Stars: 5 out of 5
Pros: Unique setting brought to life with great characters and story
Cons: None in this universe
The Bottom Line:
Blast off for the moon
With intriguing mystery
In a fun setting
Dashiell finds Murder Spices Up Life on the Moon
I was fortunate to discover Stuart Gibbs with his first middle grade novel, and he’s one of several reasons I started delving back into that sub-genre – I remembered just how fun the books could be when done well. Space Case represents the start of Stuart’s fourth series (one completed and three currently active), and I can already guarantee I will be along for every book in this series, too.
Dashiell Gibson has been living as one of the first humans to colonize the Moon for six months now, and he’s bored. There aren’t that many kids his age, and there is even less to do. In fact, he’s found he actually enjoys school since it gives him something to do.
All that changes one night when he overhears Dr. Holtz planning to reveal a big discovery the next morning. Only when morning arrives, Dr. Holtz is found outside the base dead. He’d gone out alone, breaking one of the biggest rules – one he always made sure others followed. Dashiell is certain that foul play was involved, yet no one else believes him, even going so far as to suggest that Dr. Holtz was beginning to go crazy. Is that why Dr. Holtz was outside? Or did someone really kill him?
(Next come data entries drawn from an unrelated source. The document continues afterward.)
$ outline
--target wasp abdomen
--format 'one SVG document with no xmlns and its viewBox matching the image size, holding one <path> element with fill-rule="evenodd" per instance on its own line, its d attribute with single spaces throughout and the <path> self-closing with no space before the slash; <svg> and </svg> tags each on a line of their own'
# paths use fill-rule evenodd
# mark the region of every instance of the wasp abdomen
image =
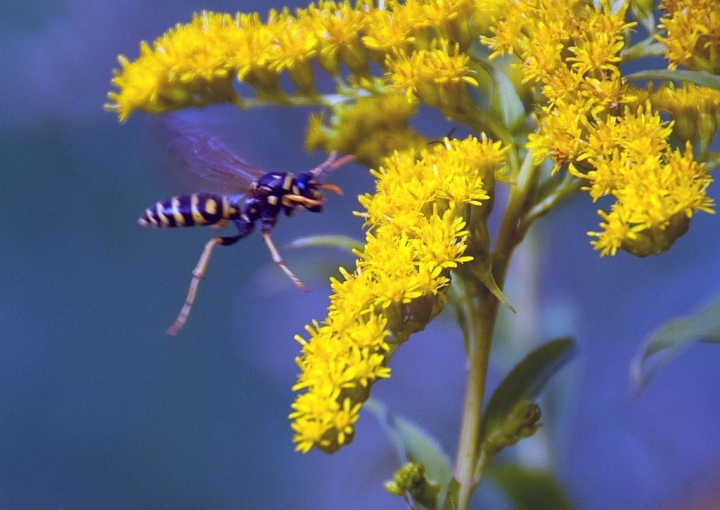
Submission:
<svg viewBox="0 0 720 510">
<path fill-rule="evenodd" d="M 145 209 L 138 223 L 151 227 L 193 227 L 215 225 L 240 217 L 237 204 L 229 197 L 194 193 L 172 197 Z"/>
</svg>

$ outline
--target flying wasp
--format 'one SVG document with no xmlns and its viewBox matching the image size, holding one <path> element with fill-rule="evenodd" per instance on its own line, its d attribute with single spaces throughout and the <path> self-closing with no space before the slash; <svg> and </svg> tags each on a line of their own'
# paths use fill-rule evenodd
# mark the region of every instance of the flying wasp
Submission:
<svg viewBox="0 0 720 510">
<path fill-rule="evenodd" d="M 240 159 L 217 138 L 208 136 L 177 116 L 166 115 L 159 122 L 159 129 L 165 131 L 163 135 L 169 143 L 168 150 L 179 165 L 229 194 L 174 196 L 148 207 L 138 223 L 169 228 L 208 225 L 224 227 L 232 222 L 237 228 L 236 235 L 214 237 L 205 244 L 192 272 L 185 303 L 175 322 L 168 328 L 168 334 L 176 335 L 187 323 L 213 249 L 216 246 L 233 245 L 247 237 L 256 222 L 260 222 L 262 238 L 273 262 L 301 291 L 307 292 L 305 285 L 283 262 L 270 233 L 282 212 L 286 216 L 291 216 L 297 210 L 321 212 L 321 189 L 341 193 L 340 188 L 324 184 L 323 179 L 331 171 L 352 161 L 353 156 L 338 158 L 337 153 L 332 152 L 326 161 L 298 175 L 290 172 L 264 173 Z"/>
</svg>

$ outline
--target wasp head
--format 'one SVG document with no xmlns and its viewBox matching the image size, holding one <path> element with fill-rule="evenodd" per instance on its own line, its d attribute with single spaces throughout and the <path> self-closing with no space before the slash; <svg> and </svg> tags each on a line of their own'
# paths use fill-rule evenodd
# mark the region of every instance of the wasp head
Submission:
<svg viewBox="0 0 720 510">
<path fill-rule="evenodd" d="M 322 193 L 320 188 L 322 184 L 312 172 L 303 172 L 297 176 L 296 184 L 299 195 L 306 198 L 303 202 L 305 209 L 310 212 L 322 211 Z"/>
</svg>

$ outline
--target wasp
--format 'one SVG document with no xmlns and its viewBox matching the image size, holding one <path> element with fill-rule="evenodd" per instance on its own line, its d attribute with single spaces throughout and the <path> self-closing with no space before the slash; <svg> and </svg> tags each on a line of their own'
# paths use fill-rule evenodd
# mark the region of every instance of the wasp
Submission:
<svg viewBox="0 0 720 510">
<path fill-rule="evenodd" d="M 331 152 L 326 161 L 298 175 L 290 172 L 265 173 L 243 161 L 219 139 L 177 116 L 164 116 L 159 121 L 158 129 L 165 131 L 163 135 L 168 140 L 168 150 L 180 166 L 206 182 L 234 193 L 173 196 L 148 207 L 138 223 L 159 228 L 224 227 L 232 223 L 237 229 L 235 235 L 214 237 L 205 244 L 192 272 L 185 302 L 177 319 L 168 328 L 168 334 L 176 335 L 187 323 L 213 249 L 216 246 L 231 246 L 244 239 L 252 233 L 258 222 L 273 262 L 295 286 L 307 292 L 307 287 L 283 262 L 270 234 L 281 213 L 291 216 L 298 210 L 321 212 L 321 189 L 341 193 L 337 186 L 324 184 L 324 177 L 351 161 L 353 156 L 338 158 L 336 152 Z"/>
</svg>

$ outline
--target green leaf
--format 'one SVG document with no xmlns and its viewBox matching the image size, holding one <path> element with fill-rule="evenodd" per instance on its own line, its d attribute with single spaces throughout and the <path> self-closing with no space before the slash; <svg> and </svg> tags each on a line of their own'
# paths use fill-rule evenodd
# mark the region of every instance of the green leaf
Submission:
<svg viewBox="0 0 720 510">
<path fill-rule="evenodd" d="M 625 75 L 628 80 L 670 80 L 684 81 L 694 83 L 702 87 L 710 87 L 711 89 L 720 90 L 720 76 L 706 73 L 705 71 L 682 71 L 668 69 L 650 69 L 648 71 L 638 71 Z"/>
<path fill-rule="evenodd" d="M 291 248 L 340 248 L 341 250 L 352 252 L 353 250 L 362 250 L 363 243 L 347 236 L 306 236 L 293 240 L 288 246 Z"/>
<path fill-rule="evenodd" d="M 488 290 L 492 292 L 493 296 L 495 296 L 498 301 L 507 306 L 512 313 L 516 313 L 515 307 L 512 305 L 507 296 L 505 296 L 502 289 L 498 286 L 497 282 L 495 282 L 495 277 L 493 276 L 492 270 L 478 271 L 476 274 L 477 277 L 480 278 L 480 281 L 485 284 Z"/>
<path fill-rule="evenodd" d="M 415 423 L 400 417 L 394 422 L 408 456 L 425 466 L 425 474 L 440 484 L 440 494 L 443 494 L 453 477 L 450 457 L 435 438 Z"/>
<path fill-rule="evenodd" d="M 560 338 L 538 347 L 503 379 L 488 402 L 480 428 L 480 444 L 523 400 L 533 400 L 574 354 L 575 340 Z"/>
<path fill-rule="evenodd" d="M 527 115 L 517 89 L 512 81 L 494 63 L 483 61 L 490 73 L 490 113 L 494 118 L 502 119 L 503 124 L 512 132 L 527 128 Z"/>
<path fill-rule="evenodd" d="M 450 480 L 450 485 L 445 495 L 445 502 L 443 503 L 442 510 L 457 510 L 458 508 L 458 495 L 460 494 L 460 484 L 454 478 Z"/>
<path fill-rule="evenodd" d="M 633 14 L 650 33 L 656 30 L 654 8 L 655 0 L 630 0 L 630 9 L 632 9 Z"/>
<path fill-rule="evenodd" d="M 401 464 L 408 458 L 423 464 L 427 478 L 439 483 L 440 494 L 445 494 L 453 477 L 453 469 L 450 457 L 440 443 L 410 420 L 391 416 L 385 406 L 373 398 L 365 402 L 363 409 L 370 411 L 385 429 L 398 452 Z"/>
<path fill-rule="evenodd" d="M 480 280 L 485 287 L 487 287 L 487 289 L 497 298 L 498 301 L 507 306 L 512 313 L 516 313 L 515 307 L 495 281 L 492 257 L 480 257 L 475 254 L 473 256 L 475 256 L 475 260 L 473 260 L 472 264 L 468 264 L 467 266 L 470 268 L 475 277 Z"/>
<path fill-rule="evenodd" d="M 492 468 L 489 474 L 516 510 L 572 509 L 563 490 L 550 473 L 504 464 Z"/>
<path fill-rule="evenodd" d="M 642 343 L 630 365 L 630 376 L 637 391 L 693 342 L 720 343 L 720 297 L 696 315 L 681 317 L 656 329 Z"/>
</svg>

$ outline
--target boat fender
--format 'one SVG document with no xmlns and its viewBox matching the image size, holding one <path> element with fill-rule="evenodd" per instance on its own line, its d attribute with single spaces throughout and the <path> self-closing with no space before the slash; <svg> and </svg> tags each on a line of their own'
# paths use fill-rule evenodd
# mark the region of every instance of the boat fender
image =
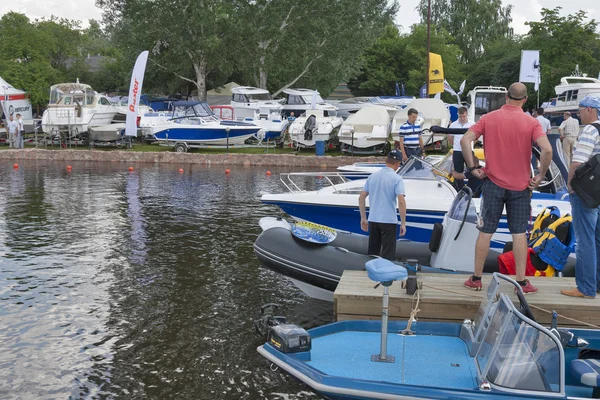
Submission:
<svg viewBox="0 0 600 400">
<path fill-rule="evenodd" d="M 267 343 L 282 353 L 310 351 L 310 334 L 295 324 L 281 324 L 271 328 Z"/>
<path fill-rule="evenodd" d="M 429 251 L 432 253 L 435 253 L 440 249 L 443 231 L 444 225 L 442 225 L 441 222 L 436 222 L 433 224 L 433 229 L 431 230 L 431 239 L 429 239 Z"/>
<path fill-rule="evenodd" d="M 344 248 L 344 247 L 337 247 L 337 246 L 336 246 L 336 247 L 334 247 L 334 249 L 336 249 L 336 250 L 339 250 L 339 251 L 342 251 L 342 252 L 344 252 L 344 253 L 350 253 L 350 250 L 348 250 L 348 249 L 346 249 L 346 248 Z"/>
</svg>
I must admit I was a bit surprised to see murder as the mystery in a middle grade novel. Usually that’s not the crime under investigation. And yet, it works here. I think the fantasy elements help keep it from being as shocking for the age group as it might otherwise be, but the author also knows the age group and keeps the focus on the puzzle of who and why. I know I had my suspects along the way, but I never saw the ending coming.
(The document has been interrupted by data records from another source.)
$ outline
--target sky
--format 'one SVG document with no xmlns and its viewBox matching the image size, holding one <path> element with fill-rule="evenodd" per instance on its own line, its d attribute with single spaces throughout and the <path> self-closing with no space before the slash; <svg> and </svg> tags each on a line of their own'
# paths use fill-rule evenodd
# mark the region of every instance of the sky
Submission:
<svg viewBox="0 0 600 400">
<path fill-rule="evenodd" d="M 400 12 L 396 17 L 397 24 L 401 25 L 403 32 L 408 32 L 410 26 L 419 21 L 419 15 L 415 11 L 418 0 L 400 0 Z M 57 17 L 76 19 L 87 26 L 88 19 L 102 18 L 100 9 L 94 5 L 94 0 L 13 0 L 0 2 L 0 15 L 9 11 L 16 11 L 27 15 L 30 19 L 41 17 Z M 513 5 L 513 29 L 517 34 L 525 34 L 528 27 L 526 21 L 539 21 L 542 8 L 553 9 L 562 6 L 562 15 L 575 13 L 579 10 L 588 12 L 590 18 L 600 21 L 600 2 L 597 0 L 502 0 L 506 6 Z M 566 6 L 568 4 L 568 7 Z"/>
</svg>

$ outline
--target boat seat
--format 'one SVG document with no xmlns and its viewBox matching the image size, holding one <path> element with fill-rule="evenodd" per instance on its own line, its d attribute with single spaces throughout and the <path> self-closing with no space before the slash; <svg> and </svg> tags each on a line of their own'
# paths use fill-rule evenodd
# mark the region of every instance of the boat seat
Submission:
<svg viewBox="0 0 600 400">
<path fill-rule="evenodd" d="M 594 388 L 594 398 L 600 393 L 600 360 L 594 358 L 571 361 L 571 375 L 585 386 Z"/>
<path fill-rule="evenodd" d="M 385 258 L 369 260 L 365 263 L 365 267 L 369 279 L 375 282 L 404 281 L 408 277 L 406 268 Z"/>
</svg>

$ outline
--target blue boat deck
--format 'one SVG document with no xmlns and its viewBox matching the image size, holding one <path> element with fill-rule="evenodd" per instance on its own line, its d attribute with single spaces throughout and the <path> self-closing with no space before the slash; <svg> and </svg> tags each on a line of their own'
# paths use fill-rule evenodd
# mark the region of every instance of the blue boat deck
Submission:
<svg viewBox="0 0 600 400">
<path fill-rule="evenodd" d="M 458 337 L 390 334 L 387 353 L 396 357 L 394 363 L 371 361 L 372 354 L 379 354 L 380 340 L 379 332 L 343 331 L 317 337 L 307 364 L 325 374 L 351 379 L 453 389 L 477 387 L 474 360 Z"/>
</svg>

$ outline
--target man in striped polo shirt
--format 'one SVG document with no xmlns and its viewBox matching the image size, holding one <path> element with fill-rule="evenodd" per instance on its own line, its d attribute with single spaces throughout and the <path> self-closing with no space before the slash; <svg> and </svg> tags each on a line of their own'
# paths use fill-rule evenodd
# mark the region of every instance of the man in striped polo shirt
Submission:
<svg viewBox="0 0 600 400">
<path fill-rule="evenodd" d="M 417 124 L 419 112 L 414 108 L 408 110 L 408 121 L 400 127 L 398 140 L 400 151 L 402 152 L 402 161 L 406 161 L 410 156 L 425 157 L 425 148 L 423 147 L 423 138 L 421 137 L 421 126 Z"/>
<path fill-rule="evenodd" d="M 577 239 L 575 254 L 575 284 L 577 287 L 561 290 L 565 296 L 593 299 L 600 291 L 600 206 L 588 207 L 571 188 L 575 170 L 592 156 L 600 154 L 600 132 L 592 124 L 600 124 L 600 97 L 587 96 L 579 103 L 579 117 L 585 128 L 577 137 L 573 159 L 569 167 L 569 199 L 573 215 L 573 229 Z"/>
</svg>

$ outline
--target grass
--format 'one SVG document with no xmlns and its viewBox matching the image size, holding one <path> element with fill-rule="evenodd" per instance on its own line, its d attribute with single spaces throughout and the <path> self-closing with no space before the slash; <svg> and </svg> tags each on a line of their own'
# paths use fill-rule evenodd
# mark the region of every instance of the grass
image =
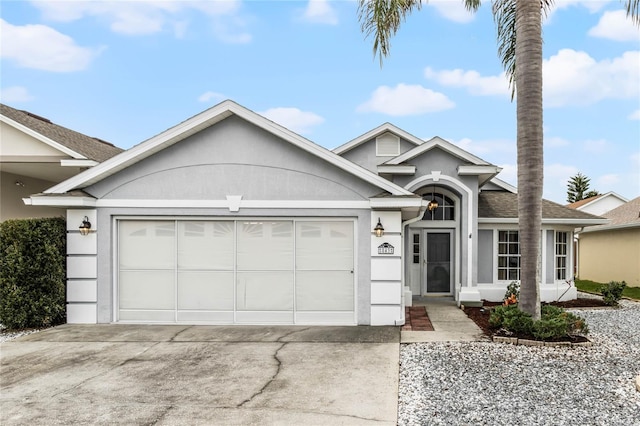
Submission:
<svg viewBox="0 0 640 426">
<path fill-rule="evenodd" d="M 603 285 L 603 283 L 597 283 L 589 280 L 575 280 L 575 284 L 578 290 L 593 294 L 601 294 L 600 287 Z M 625 287 L 622 292 L 622 297 L 640 300 L 640 287 Z"/>
</svg>

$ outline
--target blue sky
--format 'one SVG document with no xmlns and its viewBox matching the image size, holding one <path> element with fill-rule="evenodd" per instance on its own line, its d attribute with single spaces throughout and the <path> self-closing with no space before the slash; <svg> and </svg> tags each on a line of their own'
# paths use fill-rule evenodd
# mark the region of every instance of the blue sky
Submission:
<svg viewBox="0 0 640 426">
<path fill-rule="evenodd" d="M 354 1 L 2 1 L 0 99 L 130 148 L 224 99 L 327 148 L 391 122 L 516 184 L 515 103 L 490 3 L 410 16 L 380 67 Z M 640 195 L 640 30 L 613 1 L 544 21 L 545 191 Z"/>
</svg>

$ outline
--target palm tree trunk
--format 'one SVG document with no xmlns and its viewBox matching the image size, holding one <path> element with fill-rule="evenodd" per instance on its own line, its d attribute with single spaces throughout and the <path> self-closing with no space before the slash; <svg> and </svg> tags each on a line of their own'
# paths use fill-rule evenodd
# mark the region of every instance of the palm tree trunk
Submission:
<svg viewBox="0 0 640 426">
<path fill-rule="evenodd" d="M 516 90 L 520 309 L 540 318 L 538 258 L 542 233 L 542 12 L 516 0 Z"/>
</svg>

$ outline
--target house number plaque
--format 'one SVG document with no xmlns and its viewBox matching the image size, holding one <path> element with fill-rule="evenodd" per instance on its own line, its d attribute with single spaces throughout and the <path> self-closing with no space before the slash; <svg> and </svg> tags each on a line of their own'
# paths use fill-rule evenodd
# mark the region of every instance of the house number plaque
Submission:
<svg viewBox="0 0 640 426">
<path fill-rule="evenodd" d="M 393 246 L 389 243 L 382 243 L 378 246 L 378 254 L 393 254 Z"/>
</svg>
Stuart also does a great job of creating a realistic look at space travel, even in the near future of 2041. I found this look at what life would real be like interesting and an added bonus to the story. Plus it provided some great humor as Dashiell explains what life is really like or as the humans forget things like lesser gravity. I laughed several times, and I’m sure the target age group will as well.
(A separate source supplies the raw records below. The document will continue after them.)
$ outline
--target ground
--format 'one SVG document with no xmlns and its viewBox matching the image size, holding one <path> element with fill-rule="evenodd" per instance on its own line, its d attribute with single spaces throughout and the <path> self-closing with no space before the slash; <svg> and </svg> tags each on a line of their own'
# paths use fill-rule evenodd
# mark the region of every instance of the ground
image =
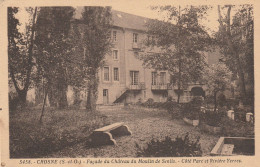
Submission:
<svg viewBox="0 0 260 167">
<path fill-rule="evenodd" d="M 86 142 L 82 141 L 46 157 L 135 157 L 136 143 L 144 147 L 152 138 L 164 139 L 169 136 L 174 139 L 177 136 L 183 137 L 187 132 L 193 140 L 200 136 L 203 155 L 207 156 L 219 138 L 200 131 L 198 127 L 187 125 L 183 120 L 172 119 L 165 110 L 125 107 L 103 109 L 100 112 L 107 116 L 110 123 L 125 122 L 132 135 L 115 138 L 116 146 L 86 148 Z"/>
</svg>

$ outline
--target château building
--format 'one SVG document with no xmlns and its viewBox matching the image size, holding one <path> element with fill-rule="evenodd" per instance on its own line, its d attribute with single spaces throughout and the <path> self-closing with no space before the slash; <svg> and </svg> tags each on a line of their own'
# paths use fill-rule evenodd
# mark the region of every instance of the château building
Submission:
<svg viewBox="0 0 260 167">
<path fill-rule="evenodd" d="M 147 51 L 142 45 L 148 38 L 145 26 L 148 18 L 112 10 L 112 20 L 113 48 L 98 73 L 97 104 L 145 102 L 149 98 L 164 102 L 170 96 L 177 99 L 177 87 L 170 84 L 169 73 L 145 68 L 138 59 L 139 54 Z M 159 53 L 160 50 L 155 48 L 148 52 Z M 192 96 L 205 96 L 204 89 L 200 83 L 187 85 L 180 102 L 188 102 Z M 72 90 L 69 92 L 68 99 L 72 102 Z M 81 96 L 86 100 L 86 93 Z"/>
<path fill-rule="evenodd" d="M 99 86 L 97 104 L 136 103 L 153 99 L 165 102 L 168 97 L 177 100 L 177 86 L 170 84 L 167 71 L 145 68 L 138 55 L 144 52 L 160 53 L 158 48 L 144 50 L 143 42 L 148 38 L 146 22 L 148 18 L 112 10 L 113 28 L 111 39 L 113 48 L 105 56 L 105 64 L 98 72 Z M 84 28 L 84 26 L 81 26 Z M 220 54 L 206 53 L 208 64 L 218 62 Z M 190 83 L 183 90 L 180 102 L 185 103 L 193 96 L 205 96 L 206 87 L 202 83 Z M 67 99 L 74 102 L 73 88 L 69 86 Z M 86 102 L 87 90 L 80 93 Z M 35 90 L 28 92 L 28 101 L 35 101 Z"/>
</svg>

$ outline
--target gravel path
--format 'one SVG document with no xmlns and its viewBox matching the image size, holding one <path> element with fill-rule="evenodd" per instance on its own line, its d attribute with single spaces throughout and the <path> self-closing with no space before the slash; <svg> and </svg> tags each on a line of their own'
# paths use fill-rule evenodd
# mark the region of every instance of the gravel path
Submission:
<svg viewBox="0 0 260 167">
<path fill-rule="evenodd" d="M 219 136 L 210 135 L 199 130 L 197 127 L 187 125 L 183 120 L 174 120 L 164 110 L 142 109 L 128 107 L 101 111 L 108 117 L 111 123 L 125 122 L 132 131 L 131 136 L 115 138 L 116 146 L 101 146 L 98 148 L 86 148 L 85 143 L 74 145 L 71 148 L 55 153 L 55 157 L 135 157 L 138 143 L 145 146 L 145 143 L 152 138 L 164 139 L 169 136 L 174 139 L 177 136 L 184 137 L 188 132 L 191 140 L 200 136 L 200 143 L 203 155 L 209 155 L 216 144 Z M 53 156 L 53 155 L 50 155 Z"/>
</svg>

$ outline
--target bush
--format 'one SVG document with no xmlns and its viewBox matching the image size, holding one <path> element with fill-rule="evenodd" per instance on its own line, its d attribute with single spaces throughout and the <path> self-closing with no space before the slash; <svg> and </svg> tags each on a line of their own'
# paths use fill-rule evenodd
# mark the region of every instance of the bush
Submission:
<svg viewBox="0 0 260 167">
<path fill-rule="evenodd" d="M 239 100 L 238 99 L 226 99 L 226 105 L 229 109 L 235 108 L 235 106 L 238 106 Z"/>
<path fill-rule="evenodd" d="M 199 119 L 202 103 L 203 101 L 201 97 L 194 97 L 189 103 L 185 103 L 182 105 L 181 112 L 188 119 Z"/>
<path fill-rule="evenodd" d="M 224 136 L 252 137 L 254 136 L 254 125 L 242 121 L 233 121 L 227 117 L 221 119 L 221 127 Z"/>
<path fill-rule="evenodd" d="M 200 120 L 210 126 L 219 127 L 221 125 L 221 119 L 224 114 L 222 112 L 215 112 L 206 110 L 206 113 L 200 114 Z"/>
<path fill-rule="evenodd" d="M 197 140 L 190 141 L 187 133 L 184 139 L 176 137 L 172 140 L 166 136 L 164 140 L 152 139 L 147 143 L 146 148 L 141 148 L 136 144 L 137 157 L 195 157 L 202 156 L 199 137 Z"/>
<path fill-rule="evenodd" d="M 220 94 L 217 98 L 218 105 L 223 107 L 227 104 L 226 96 L 224 94 Z"/>
<path fill-rule="evenodd" d="M 154 103 L 154 100 L 152 98 L 149 98 L 145 103 L 143 103 L 144 107 L 151 107 Z"/>
</svg>

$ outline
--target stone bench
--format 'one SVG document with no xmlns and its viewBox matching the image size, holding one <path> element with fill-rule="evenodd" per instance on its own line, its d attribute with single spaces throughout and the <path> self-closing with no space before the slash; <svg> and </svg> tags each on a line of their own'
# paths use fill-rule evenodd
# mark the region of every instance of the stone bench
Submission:
<svg viewBox="0 0 260 167">
<path fill-rule="evenodd" d="M 129 128 L 123 122 L 117 122 L 93 131 L 90 136 L 92 145 L 115 145 L 115 136 L 131 135 Z"/>
</svg>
Of course, all this is pointless if we don’t like the characters. That’s not something we have to worry about in the slightest. At one point, I actually found myself hoping that none of them would turn out to be the killer – that’s how much I liked them. The kids are the obvious stars, but even the adults were likeable.
So you can see why I will be returning to Mood Base Alpha as soon as the next book launches. Space Case is a fun, captivating debut that will win Stuart Gibbs new fans and keep his loyal fans happy.
This review is an entry in this week's Marvelous Middle Grade Monday.